The Complete BBC Radio Sessions Meticulously Restored by Queen Engineer Kris Fredriksson & Mastered by Grammy Award-Winner Adam Ayan!
Queen's meteoric ascendancy during the '70s has been well documented. From their gloriously ambitious self-titled debut album of 1973 through to the album that put them in the superstar bracket, 1975's A Night At The Opera, and beyond, this unique group carved out a singular path as the most visionary, inventive and charismatic band of that epic decade. But there is another side to Queen's rise that has been largely overlooked. Between February 1973 and October 1977, the band recorded 6 radio sessions exclusively for the BBC. The 24 recordings these landmark sessions produced include alternate versions of the debut single, unique takes of classic album tracks and even a radically reworked re-imagining of one of their best known anthems that has never previously appeared on any Queen studio release.

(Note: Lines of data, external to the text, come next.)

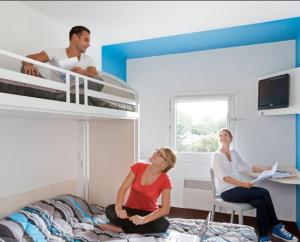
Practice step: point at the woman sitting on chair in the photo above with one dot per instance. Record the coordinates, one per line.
(226, 165)
(141, 213)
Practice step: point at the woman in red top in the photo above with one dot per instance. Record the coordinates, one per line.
(141, 213)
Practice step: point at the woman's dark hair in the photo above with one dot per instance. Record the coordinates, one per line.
(78, 31)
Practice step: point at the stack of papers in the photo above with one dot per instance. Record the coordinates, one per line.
(266, 174)
(281, 174)
(136, 239)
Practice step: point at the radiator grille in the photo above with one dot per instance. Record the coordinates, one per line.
(197, 184)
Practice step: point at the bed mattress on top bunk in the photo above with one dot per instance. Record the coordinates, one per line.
(12, 87)
(69, 218)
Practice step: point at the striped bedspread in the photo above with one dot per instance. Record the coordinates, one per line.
(69, 218)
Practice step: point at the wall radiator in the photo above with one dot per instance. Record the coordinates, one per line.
(197, 194)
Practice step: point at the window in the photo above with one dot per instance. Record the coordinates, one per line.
(196, 121)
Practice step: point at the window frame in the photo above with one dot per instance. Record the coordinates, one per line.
(230, 96)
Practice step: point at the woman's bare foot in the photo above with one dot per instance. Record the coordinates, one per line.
(111, 227)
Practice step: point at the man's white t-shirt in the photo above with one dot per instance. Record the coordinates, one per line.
(223, 167)
(59, 54)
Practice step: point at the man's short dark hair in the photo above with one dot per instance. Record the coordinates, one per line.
(78, 31)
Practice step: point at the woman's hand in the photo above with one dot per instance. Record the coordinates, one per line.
(246, 184)
(121, 213)
(137, 220)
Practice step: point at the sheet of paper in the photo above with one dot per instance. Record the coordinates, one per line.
(69, 63)
(142, 239)
(266, 174)
(280, 174)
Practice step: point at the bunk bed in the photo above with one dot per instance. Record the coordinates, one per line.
(69, 218)
(75, 95)
(109, 109)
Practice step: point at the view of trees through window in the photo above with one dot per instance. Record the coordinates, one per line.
(197, 124)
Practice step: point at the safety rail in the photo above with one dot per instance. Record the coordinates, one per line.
(80, 86)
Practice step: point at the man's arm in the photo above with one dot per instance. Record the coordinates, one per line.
(29, 68)
(89, 71)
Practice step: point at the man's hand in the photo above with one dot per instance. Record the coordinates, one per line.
(79, 70)
(246, 184)
(121, 213)
(30, 69)
(137, 220)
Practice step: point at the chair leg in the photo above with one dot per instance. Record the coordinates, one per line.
(232, 217)
(241, 218)
(213, 213)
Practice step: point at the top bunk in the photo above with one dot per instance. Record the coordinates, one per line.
(72, 96)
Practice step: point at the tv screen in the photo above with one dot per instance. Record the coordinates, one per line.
(273, 92)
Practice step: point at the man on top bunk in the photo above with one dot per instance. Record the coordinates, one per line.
(79, 37)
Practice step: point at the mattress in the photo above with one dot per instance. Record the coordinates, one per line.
(11, 87)
(70, 218)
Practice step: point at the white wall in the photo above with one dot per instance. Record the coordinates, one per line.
(260, 140)
(26, 31)
(34, 152)
(37, 153)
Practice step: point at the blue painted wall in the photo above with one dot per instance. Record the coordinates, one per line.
(114, 57)
(114, 62)
(298, 140)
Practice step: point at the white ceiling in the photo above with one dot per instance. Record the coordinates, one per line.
(122, 21)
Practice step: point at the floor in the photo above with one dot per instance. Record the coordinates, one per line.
(221, 217)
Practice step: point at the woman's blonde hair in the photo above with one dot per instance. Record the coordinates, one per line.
(171, 158)
(227, 131)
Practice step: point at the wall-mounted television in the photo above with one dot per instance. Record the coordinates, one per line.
(273, 92)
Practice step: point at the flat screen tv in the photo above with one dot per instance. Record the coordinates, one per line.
(273, 92)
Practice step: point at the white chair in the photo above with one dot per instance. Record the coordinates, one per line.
(218, 201)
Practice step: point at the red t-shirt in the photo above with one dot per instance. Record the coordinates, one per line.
(145, 197)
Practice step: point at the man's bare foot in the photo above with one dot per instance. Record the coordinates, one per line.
(111, 227)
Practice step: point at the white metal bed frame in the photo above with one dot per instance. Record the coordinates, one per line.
(25, 103)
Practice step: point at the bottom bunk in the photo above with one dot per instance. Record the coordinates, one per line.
(69, 218)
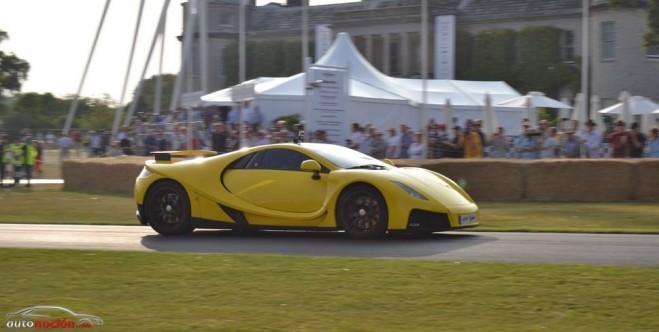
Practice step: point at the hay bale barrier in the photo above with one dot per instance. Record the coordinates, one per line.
(583, 180)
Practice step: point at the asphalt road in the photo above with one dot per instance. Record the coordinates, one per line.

Now, for the very first time, all six Queen BBC sessions - meticulously restored by Queen engineer Kris Fredriksson and mastered by Grammy Award winner Adam Ayan - have been brought together on the 3LP-set Queen On Air, an essential addition for connoisseurs of the band. Queen On Air is much more than just a collection of rare recordings – it is a glorious snapshot of the growth of a legend.
Queen's very first session for the BBC, which opens Queen On Air, dates from February 1973, five months before the release of the band's debut album and single. Imagine that you are listening to the radio in early 1973; no-one in the world has heard any Queen recordings ever! John Peel plays "My Fairy King," the very first Queen song to be broadcast on radio anywhere, and the story begins. He follows with "Keep Yourself Alive" (the song which later became their first single), the laidback "Doing All Right" and the epic rock operetta "Liar" – all of which serve notice of the arrival of a major new musical force.

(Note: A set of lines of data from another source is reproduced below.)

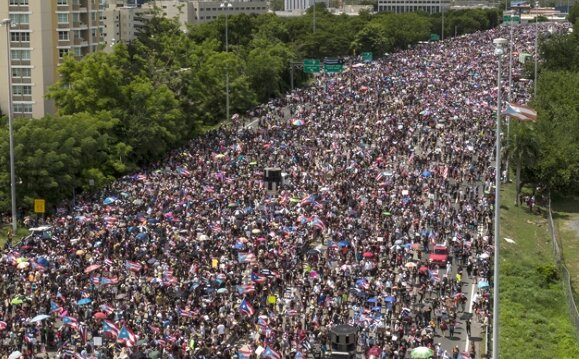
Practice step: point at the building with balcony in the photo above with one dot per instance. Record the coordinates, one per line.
(41, 34)
(428, 6)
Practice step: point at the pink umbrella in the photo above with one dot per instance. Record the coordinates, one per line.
(100, 315)
(92, 268)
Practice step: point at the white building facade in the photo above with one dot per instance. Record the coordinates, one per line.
(427, 6)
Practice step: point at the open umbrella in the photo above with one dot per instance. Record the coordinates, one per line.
(109, 200)
(39, 317)
(17, 301)
(100, 315)
(92, 268)
(421, 352)
(84, 301)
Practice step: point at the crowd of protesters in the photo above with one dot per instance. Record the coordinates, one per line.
(194, 257)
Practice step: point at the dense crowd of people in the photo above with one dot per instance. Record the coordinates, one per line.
(194, 257)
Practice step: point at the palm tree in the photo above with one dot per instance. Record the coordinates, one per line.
(523, 151)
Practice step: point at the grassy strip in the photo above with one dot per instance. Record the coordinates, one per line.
(566, 216)
(534, 315)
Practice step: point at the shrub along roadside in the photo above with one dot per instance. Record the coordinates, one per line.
(534, 320)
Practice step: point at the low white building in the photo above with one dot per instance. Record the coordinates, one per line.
(428, 6)
(300, 6)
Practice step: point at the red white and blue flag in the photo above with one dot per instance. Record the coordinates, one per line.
(269, 353)
(111, 328)
(127, 336)
(246, 308)
(133, 266)
(245, 288)
(520, 112)
(246, 257)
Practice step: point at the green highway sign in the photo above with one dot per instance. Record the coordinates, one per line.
(332, 65)
(311, 66)
(331, 68)
(512, 18)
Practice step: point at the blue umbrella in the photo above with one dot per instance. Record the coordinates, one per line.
(84, 301)
(42, 261)
(39, 317)
(142, 236)
(343, 244)
(357, 292)
(109, 200)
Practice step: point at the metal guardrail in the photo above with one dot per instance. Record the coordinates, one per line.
(573, 312)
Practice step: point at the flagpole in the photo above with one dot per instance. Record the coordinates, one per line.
(499, 42)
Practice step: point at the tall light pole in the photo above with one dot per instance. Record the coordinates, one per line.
(536, 53)
(509, 96)
(226, 5)
(6, 23)
(442, 30)
(499, 43)
(314, 22)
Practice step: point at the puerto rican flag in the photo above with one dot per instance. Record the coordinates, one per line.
(520, 112)
(55, 308)
(258, 278)
(109, 280)
(215, 227)
(246, 257)
(317, 223)
(185, 313)
(245, 288)
(269, 353)
(308, 199)
(133, 266)
(106, 308)
(108, 262)
(183, 172)
(70, 321)
(110, 327)
(244, 353)
(127, 336)
(246, 308)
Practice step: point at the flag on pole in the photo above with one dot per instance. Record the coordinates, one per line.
(520, 112)
(246, 308)
(127, 336)
(110, 327)
(269, 353)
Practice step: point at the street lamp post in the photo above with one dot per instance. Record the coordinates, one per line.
(536, 53)
(499, 43)
(226, 5)
(314, 22)
(6, 23)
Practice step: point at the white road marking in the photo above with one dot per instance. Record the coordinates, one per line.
(473, 288)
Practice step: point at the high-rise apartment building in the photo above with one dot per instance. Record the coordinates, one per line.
(42, 32)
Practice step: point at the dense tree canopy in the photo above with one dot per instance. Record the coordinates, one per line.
(121, 110)
(547, 152)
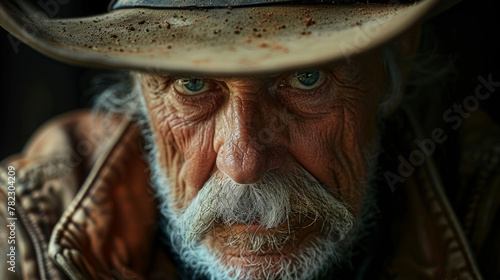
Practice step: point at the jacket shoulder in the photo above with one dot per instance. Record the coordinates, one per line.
(41, 181)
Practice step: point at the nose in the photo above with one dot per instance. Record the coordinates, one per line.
(251, 146)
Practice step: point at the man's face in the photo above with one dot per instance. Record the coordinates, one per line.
(240, 132)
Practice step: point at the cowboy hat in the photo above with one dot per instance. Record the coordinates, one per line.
(214, 37)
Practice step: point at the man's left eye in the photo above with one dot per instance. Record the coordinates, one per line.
(191, 86)
(306, 80)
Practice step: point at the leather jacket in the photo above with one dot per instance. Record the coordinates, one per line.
(85, 210)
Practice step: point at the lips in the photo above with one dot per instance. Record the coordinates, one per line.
(255, 240)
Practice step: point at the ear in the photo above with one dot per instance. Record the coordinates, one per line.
(407, 46)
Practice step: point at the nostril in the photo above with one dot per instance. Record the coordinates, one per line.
(242, 166)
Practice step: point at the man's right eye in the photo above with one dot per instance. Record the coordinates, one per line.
(191, 86)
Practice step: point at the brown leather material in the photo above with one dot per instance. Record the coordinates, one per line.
(109, 229)
(47, 178)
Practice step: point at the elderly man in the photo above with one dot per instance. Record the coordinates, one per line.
(244, 144)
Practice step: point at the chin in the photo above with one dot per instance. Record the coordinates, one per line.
(299, 250)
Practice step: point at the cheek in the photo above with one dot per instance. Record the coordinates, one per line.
(333, 148)
(185, 148)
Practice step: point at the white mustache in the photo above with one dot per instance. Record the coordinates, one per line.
(271, 202)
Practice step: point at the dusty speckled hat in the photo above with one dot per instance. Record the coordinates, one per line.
(215, 36)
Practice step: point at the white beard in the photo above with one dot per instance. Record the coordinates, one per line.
(270, 206)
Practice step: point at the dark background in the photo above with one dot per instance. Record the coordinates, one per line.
(34, 88)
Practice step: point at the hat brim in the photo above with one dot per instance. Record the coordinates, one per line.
(234, 41)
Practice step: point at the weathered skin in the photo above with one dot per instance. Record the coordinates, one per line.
(245, 127)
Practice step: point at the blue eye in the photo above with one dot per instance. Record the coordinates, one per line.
(194, 85)
(308, 78)
(191, 86)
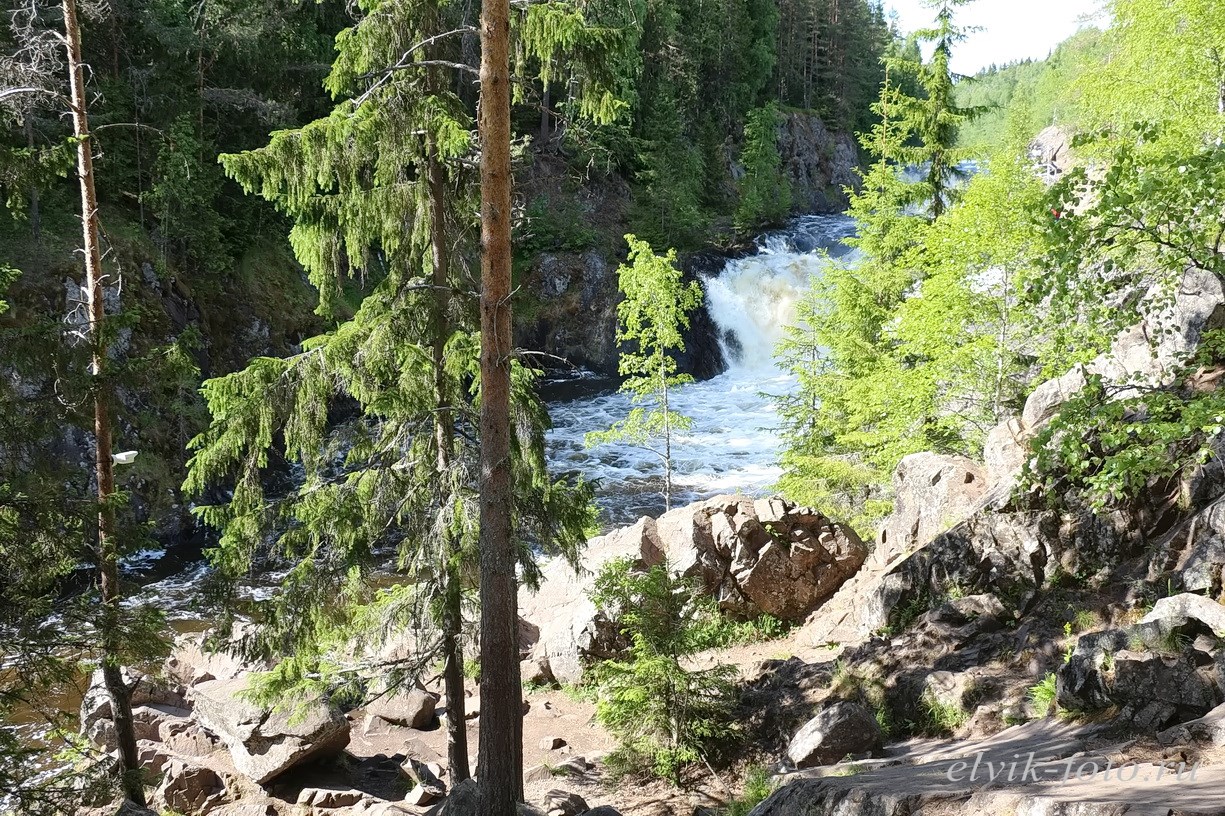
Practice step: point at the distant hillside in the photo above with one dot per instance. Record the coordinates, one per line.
(1036, 93)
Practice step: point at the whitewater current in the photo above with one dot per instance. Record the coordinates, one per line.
(733, 445)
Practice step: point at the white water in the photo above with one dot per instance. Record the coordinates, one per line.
(733, 445)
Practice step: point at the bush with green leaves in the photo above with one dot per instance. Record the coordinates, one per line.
(663, 714)
(1110, 450)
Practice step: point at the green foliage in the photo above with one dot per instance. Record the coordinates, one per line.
(765, 191)
(1044, 694)
(758, 784)
(1123, 240)
(940, 718)
(716, 630)
(662, 714)
(916, 346)
(555, 227)
(651, 320)
(1110, 450)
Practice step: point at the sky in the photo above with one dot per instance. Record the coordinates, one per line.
(1011, 30)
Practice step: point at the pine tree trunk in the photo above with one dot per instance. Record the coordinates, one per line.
(36, 218)
(444, 433)
(501, 733)
(107, 554)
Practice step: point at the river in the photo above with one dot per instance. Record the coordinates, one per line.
(733, 445)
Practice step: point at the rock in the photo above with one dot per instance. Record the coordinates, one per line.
(1051, 150)
(1209, 728)
(1150, 690)
(575, 766)
(538, 773)
(561, 803)
(146, 692)
(1185, 615)
(190, 663)
(566, 624)
(152, 756)
(934, 493)
(537, 672)
(410, 707)
(1046, 400)
(186, 738)
(840, 729)
(262, 743)
(190, 789)
(818, 164)
(1005, 451)
(424, 795)
(330, 798)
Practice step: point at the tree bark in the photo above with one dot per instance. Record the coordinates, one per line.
(444, 434)
(107, 553)
(36, 218)
(500, 766)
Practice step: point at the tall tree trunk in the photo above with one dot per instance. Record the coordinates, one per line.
(545, 98)
(36, 217)
(501, 729)
(107, 554)
(444, 439)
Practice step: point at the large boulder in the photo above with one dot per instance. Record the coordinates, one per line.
(412, 707)
(265, 743)
(932, 494)
(190, 789)
(1133, 670)
(561, 625)
(161, 698)
(761, 556)
(840, 729)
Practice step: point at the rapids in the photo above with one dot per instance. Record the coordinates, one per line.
(733, 445)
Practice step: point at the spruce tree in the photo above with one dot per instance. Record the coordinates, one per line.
(381, 192)
(651, 321)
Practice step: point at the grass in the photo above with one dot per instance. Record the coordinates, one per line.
(716, 630)
(1044, 692)
(758, 785)
(941, 718)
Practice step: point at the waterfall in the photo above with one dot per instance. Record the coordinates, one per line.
(753, 299)
(733, 445)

The band returned to the BBC for their second session in July 1973, the same month their debut album was released. Revisiting "Keep Yourself Alive" and "Liar," this time they also covered the heavy-as-lead "Son And Daughter" and the bluesy "See What A Fool I've Been." The latter, which has never appeared on any Queen studio album, would later be re-recorded and become the B-side of their breakthrough hit single "Seven Seas Of Rhye" in 1974. By the time Queen recorded their third BBC session in December 1973, they had already begun work on their second album, Queen II (eventually released in March 1974). The band premiered a new song which would feature on that album, "Ogre Battle," alongside three classics from its predecessor, the galloping "Great King Rat," the Roger Taylor-sung "Modern Times Rock'n'Roll" and a new version of "Son And Daughter."
Two more Queen II songs were recorded during a subsequent session in April 1974 – the epic "White Queen (As It Began)" and the delicate ballad "Nevermore," alongside a re-recorded "Modern Times Rock'n'Roll." Queen's penultimate session for the BBC took place in October 1974, a month before the release of their classic third album, Sheer Heart Attack. The session saw the debut of four songs from that record: the dazzling "Now I'm Here," the proto-heavy metal attack of "Stone Cold Crazy," the caustic "Flick Of The Wrist" and "Tenement Funster," their celebration of the rock'n'roll lifestyle.

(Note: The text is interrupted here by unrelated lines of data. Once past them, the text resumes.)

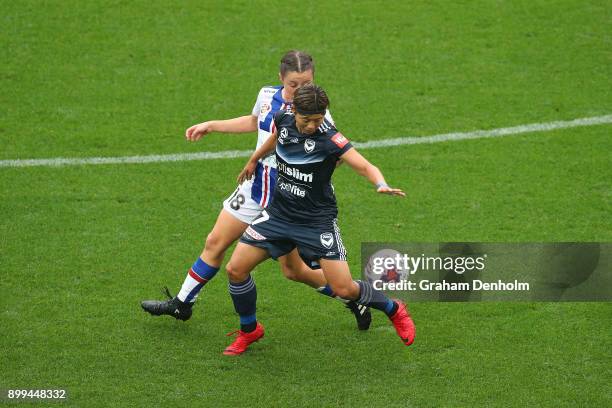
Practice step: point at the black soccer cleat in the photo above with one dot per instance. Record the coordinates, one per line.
(362, 314)
(171, 307)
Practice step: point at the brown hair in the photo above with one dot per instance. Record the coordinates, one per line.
(296, 61)
(310, 99)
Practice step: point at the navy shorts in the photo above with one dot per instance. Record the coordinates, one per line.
(278, 237)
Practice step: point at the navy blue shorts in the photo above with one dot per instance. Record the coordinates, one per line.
(279, 237)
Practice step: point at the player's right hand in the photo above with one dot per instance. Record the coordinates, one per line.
(247, 172)
(195, 133)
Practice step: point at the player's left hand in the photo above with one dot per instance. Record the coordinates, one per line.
(391, 191)
(247, 172)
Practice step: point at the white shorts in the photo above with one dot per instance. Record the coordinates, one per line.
(241, 205)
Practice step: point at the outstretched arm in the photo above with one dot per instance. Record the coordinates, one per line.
(241, 124)
(364, 168)
(264, 150)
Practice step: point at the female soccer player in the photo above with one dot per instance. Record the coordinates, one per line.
(248, 200)
(303, 215)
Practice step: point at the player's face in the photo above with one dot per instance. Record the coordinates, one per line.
(307, 124)
(293, 80)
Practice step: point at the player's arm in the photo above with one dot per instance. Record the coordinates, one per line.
(241, 124)
(366, 169)
(264, 150)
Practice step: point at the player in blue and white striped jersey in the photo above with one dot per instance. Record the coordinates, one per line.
(247, 202)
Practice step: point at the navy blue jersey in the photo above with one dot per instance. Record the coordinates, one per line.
(305, 164)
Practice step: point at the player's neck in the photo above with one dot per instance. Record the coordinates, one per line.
(283, 95)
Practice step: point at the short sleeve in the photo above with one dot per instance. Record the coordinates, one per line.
(329, 118)
(257, 107)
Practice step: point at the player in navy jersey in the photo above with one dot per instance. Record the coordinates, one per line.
(303, 215)
(246, 203)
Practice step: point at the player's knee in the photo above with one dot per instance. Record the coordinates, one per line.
(345, 291)
(214, 244)
(234, 274)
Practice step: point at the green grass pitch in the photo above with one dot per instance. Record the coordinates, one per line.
(81, 246)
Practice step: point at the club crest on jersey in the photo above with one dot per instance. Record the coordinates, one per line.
(327, 240)
(309, 145)
(265, 108)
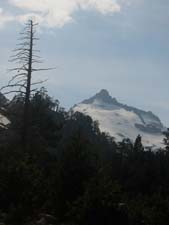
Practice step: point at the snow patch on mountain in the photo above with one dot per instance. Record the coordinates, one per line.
(122, 121)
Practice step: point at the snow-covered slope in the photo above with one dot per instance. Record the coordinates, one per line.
(122, 121)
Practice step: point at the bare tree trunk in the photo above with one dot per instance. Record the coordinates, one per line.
(26, 117)
(25, 56)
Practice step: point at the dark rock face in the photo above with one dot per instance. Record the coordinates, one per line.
(102, 96)
(151, 125)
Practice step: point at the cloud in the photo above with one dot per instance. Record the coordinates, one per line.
(4, 18)
(57, 13)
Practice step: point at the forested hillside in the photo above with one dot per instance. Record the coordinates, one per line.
(71, 173)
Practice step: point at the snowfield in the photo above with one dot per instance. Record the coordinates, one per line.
(121, 123)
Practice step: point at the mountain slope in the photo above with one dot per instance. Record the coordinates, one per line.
(122, 121)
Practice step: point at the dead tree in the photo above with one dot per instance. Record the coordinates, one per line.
(25, 55)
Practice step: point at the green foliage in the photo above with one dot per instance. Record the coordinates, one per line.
(73, 172)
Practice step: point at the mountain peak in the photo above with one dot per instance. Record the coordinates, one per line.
(102, 96)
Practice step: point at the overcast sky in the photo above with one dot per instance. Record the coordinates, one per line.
(118, 45)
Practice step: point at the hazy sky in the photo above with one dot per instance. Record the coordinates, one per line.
(118, 45)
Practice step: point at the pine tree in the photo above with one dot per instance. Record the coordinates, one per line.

It would be another three years before Queen returned to the BBC for their sixth and final session, by which time the success of "Bohemian Rhapsody" had turned them into a global phenomenon. On October 28th 1977, they recorded some radically different versions of four songs from the brand new News Of The World album, on the same day as it was given its UK release: the epic power ballad "Spread Your Wings," the steel-plated rocker "It's Late," the dusky jazz number "My Melancholy Blues" and two significantly contrasting renditions of the global hit "We Will Rock You" – the ‘regular' version and the ‘fast' version, a full-tilt guitar-heavy take on the song. The accelerated version on Queen On Air is the only known studio recording of this live favorite.